Beyond South Africa, Kenya’s VASP Act, enforced in late 2025, brought fintech and online monetary services including crypto under formal regulatory oversight. Nigeria, for its part, continues to build out SEC oversight frameworks for the sector.
“In many jurisdictions, including South Africa, regulators are increasingly focused on integrating crypto into existing financial frameworks rather than treating it as an entirely separate system,” de Wit says. “Greater clarity increases trust, attracts institutional participation and encourages responsible innovation.”
What’s Still Holding Merchants Back
Despite the tailwinds, hesitancy among merchants hasn’t completely evaporated. The concerns are real, even if many are solvable.
Katz maps them out plainly: “They worry about price volatility between payment and settlement, are unsure who carries that risk, and fear messy reconciliation if funds don’t arrive predictably in local currency. Regulation and compliance add to the anxiety, because even as rules mature, business owners are unclear whether they or the provider sit in the regulators’ sights.”
Then there’s the perception problem. Crypto still carries an aura of technical complexity, something for developers and traders, not shopkeepers and logistics managers. Many merchants assume their customers simply don’t want to pay with crypto, so there’s little incentive to build the capability.
That assumption, Katz suggests, may be less accurate than it seems. The demand is there , it’s the infrastructure and the confidence that has been missing.
The Merchant Experience Is Simpler Than You’d Think
Here’s the part that tends to surprise people when they first hear it: from a merchant’s perspective, accepting crypto payments through a well-designed system looks almost identical to accepting a card or QR code payment.
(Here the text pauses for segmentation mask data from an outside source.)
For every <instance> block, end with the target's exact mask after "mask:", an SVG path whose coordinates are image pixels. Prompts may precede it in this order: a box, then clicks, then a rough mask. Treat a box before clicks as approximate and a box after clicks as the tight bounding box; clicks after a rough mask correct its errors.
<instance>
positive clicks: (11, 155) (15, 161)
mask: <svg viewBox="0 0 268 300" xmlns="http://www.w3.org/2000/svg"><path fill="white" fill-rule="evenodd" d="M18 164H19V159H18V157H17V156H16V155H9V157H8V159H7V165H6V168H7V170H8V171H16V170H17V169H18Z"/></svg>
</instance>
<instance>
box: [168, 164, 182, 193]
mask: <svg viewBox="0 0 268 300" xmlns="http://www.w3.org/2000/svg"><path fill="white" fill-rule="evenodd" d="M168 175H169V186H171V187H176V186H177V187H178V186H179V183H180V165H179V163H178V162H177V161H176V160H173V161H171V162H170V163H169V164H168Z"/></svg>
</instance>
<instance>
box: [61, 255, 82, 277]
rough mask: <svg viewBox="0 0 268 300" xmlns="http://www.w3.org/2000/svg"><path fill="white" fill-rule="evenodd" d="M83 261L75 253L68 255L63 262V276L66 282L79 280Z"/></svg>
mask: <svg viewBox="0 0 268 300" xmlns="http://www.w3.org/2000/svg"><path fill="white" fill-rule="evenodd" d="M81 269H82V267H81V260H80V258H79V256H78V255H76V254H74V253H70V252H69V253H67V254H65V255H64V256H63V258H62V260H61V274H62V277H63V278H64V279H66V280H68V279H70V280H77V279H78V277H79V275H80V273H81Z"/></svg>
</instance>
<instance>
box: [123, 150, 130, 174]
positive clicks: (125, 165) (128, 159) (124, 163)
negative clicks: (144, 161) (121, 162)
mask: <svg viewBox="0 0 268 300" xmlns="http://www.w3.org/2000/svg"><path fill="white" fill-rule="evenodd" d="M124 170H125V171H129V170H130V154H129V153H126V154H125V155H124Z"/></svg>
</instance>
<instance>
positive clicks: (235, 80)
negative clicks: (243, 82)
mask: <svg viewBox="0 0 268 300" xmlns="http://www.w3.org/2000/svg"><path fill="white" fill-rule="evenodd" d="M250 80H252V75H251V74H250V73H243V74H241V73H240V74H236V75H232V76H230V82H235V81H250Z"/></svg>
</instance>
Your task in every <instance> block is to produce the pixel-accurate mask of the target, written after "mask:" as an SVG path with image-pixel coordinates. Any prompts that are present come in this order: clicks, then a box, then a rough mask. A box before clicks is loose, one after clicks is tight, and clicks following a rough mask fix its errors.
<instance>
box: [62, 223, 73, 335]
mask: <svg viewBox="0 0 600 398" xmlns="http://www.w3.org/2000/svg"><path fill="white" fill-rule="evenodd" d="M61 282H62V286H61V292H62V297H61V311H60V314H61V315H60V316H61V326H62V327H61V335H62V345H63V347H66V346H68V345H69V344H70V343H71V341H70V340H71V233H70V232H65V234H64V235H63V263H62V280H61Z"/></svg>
“The transaction experience is identical to card or QR payments from the merchant’s perspective,” de Wit says. “There’s no volatility exposure, no technical burden, and settlement happens in rands through normal banking channels.”
Major retailers have already tested this. Pick n Pay, one of South Africa’s largest supermarket chains, has integrated crypto payments, and the experience, by all accounts, has been simpler than anticipated while opening up access to a new customer segment.
For smaller merchants, the lesson is the same: the barriers are lower than the fear suggests, and the upside, particularly for businesses involved in cross-border trade, remittances, or digital goods, can be substantial.
What Should Merchants Do Right Now?
For businesses considering their first steps into crypto payment acceptance, Katz recommends prioritising solutions that handle compliance and crypto complexity behind the scenes. The goal is omnichannel, direct-to-merchant integration that doesn’t require the merchant to understand blockchain mechanics.
Think of it like accepting card payments in the early 2000s: few retailers understood the plumbing of payment networks. They just needed a reliable terminal and funds in their account at the end of the day. That’s where well-designed crypto infrastructure is heading.
De Wit expects the broader adoption arc to follow a familiar financial technology pattern: early movers test use cases, infrastructure matures, and broader participation follows once the benefits clearly outweigh the friction.